Warren Buffett mentioned that his eventual successor as CEO of Berkshire Hathaway should be the sole manager of the company receiving compensation in the form of stock options.
The next chief executive officer should be “the only one who would receive options because he would be the only one who is responsible for the overall success of the operation,” he told Fortune magazine in an interview about writing this in a memo to the company’s Board of Directors.
As the third richest man in the world and an icon in investing, Warren Buffett came under fire just last week when he mentioned that he was in a disagreement with a controversial Coca-Cola management equity compensation package, but he chose to abstain from voting. Last week, he mentioned to CNBC that he “didn’t want to express any disapproval of the management but we did disapprove of the plan.” Since then, he has drawn strong criticism by choosing not to vote against the plan, which happens to have passed.
Buffett mentioned a long time ago and continues to believe that using stock options as a way to pay often costs too much for shareholders. It’s also counterproductive as a tool for motivation.
Back in 1997, he put together a plan at his auto insurance unit Geico that based incentivized compensation on customer account growth and policy profitability that were on the books for over a year. He said that his system rewards the desired behavior more accurately than stock options, which allow the holder to purchase a certain number of shares for a certain price at a specific period of time.
“We shun ‘lottery ticket’ arrangements, such as options on Berkshire shares, whose ultimate value — which could range from zero to huge — is totally out of the control of the person whose behavior we would like to affect,” he wrote in a shareholder letter that year. “A system that produces quixotic payoffs will not only be wasteful for owners but may actually discourage the focused behavior we value in managers.” But Buffett still said that the executive compensation is in line with pay rates for the rest of the country.

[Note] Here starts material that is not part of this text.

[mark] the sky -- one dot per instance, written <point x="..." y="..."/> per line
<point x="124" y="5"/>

“If you run a multibillion-dollar company the difference between a 10 and an eight is huge in terms of value,” said Warren Buffett. “Still, almost on a voluntary basis, I think it should be somewhat restrained in some cases.” He did not offer any other details about who would be the next Berkshire Hathaway chief executive officer, which is a source of serious speculation as investors often wonder how much longer Buffett will continue in this role. For over 25 years, Buffett has only drawn a salary of $100,000 as his compensation.